After they had him in handcuffs and he's bleeding out, Bates tries to tell the officers that someone assaulted his girlfriend.

“They beat my girl up,” he said. “They jumped my girl, yo.”

Bates was then arrested and held in the hospital on multiple counts including making terroristic threats, a third-degree charge, and causing or risking widespread injury or damage, a fourth-degree offense.

Civil rights attorney Abraham Rubert-Schewel, who is representing Bates in his excessive force case against the department explained just how ridiculous this situation was.

"(The officers) hear a commotion outside, they run downstairs, they view Mr. Bates for maybe a second," Rubert-Schewel said. "He is walking in the street, and they fire and they shoot. He does not have a gun. They do not give a warning. They do not ask to stop. They do not use any lesser version of force or warning, which they could have."

According to, Rubert-Schewel said Bates was walking past the intersection of Court and Third streets when officers responding to a commotion outside ran downstairs and fired on Bates without warning. Only the officers who were upstairs fired, he said.

“The police, in an attempt to justify the shooting, claimed Mr.

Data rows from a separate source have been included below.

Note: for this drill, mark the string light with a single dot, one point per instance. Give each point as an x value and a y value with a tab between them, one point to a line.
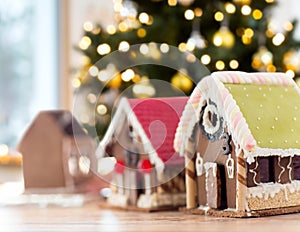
123	26
182	47
230	8
290	73
224	37
164	48
111	29
141	32
234	64
198	12
124	46
182	81
118	6
288	26
278	39
91	98
172	2
93	71
219	16
189	14
143	89
115	82
76	83
85	42
205	59
262	58
103	49
242	2
144	18
127	75
220	65
191	58
88	26
247	36
101	109
257	14
144	49
246	10
84	118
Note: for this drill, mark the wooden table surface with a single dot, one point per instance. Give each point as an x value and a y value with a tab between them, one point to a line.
90	217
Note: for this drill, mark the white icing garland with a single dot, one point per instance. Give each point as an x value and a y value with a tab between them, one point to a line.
208	126
267	190
266	152
282	169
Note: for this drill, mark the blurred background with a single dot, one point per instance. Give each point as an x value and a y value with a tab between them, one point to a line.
49	51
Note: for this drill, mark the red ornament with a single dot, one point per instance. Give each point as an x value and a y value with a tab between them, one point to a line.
119	167
145	166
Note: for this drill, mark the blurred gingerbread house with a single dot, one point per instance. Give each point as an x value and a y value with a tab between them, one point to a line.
240	136
58	156
147	172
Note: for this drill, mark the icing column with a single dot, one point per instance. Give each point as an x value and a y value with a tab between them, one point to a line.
146	168
119	169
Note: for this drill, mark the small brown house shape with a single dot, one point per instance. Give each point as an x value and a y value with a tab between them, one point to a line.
57	153
240	136
147	172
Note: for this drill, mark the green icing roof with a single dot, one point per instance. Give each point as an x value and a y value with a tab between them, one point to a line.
272	113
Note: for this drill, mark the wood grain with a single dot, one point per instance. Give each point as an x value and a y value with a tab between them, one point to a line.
91	217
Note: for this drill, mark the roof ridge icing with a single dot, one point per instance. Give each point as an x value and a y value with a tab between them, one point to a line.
234	118
184	128
258	78
241	133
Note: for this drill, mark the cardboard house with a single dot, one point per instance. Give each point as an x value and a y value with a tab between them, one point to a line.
240	136
58	156
147	172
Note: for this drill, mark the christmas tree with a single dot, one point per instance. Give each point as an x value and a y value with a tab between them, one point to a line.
222	34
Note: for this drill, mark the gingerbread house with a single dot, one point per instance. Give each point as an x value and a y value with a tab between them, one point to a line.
240	136
58	156
147	172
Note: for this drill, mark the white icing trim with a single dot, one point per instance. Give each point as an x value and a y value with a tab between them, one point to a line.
266	152
267	190
209	128
124	110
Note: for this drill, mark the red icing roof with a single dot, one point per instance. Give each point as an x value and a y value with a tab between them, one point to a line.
159	118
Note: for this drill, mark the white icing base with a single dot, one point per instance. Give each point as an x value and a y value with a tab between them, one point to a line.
157	200
117	199
270	195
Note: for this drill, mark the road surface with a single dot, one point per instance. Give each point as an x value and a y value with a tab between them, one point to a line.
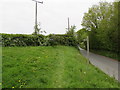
107	65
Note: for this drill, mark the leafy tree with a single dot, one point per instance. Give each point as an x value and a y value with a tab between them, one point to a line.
102	22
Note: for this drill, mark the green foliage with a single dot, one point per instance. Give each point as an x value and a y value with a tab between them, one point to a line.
22	40
48	67
102	22
65	39
37	40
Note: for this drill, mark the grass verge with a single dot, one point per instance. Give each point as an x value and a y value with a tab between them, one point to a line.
109	54
50	67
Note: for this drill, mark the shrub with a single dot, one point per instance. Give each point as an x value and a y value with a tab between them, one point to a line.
37	40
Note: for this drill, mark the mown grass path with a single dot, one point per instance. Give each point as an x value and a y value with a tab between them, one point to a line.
50	67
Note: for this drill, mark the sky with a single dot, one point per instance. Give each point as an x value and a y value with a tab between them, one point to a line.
18	16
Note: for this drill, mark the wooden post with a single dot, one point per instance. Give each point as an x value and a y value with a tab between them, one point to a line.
87	47
68	24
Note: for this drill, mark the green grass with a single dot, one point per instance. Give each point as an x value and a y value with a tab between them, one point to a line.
50	67
109	54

Bates charged the officers and yelled ‘I have a gun,’” Rubert-Schewel said.

Luckily, a judge reviewed the body camera and found that it completely contradicted what the officers said. She then ordered Bates' release, noting that there was no evidence of a crime. Judging from the transcripts, the court was reluctant to have to go against the police and make this decision, but had no other choice.

“I’m not saying it didn’t occur. I’m just not sure how it occurred,” the judge said, according to a transcript of the hearing shared by Bates’ attorney. “ … it doesn’t appear to be exactly as stated with the waiving of the gun. ‘I’m going to kill you,” … it just doesn’t seem … I’m not saying it didn’t happen … But from what I have, it just doesn’t appear that way.”

Below is a video showing why those who attack police accountability activists need to consider the entire situation before demonizing everyone shot or killed by cops. Many times they are unarmed and even entirely innocent.

The Essex County Prosecutor’s Office is currently reviewing the shooting.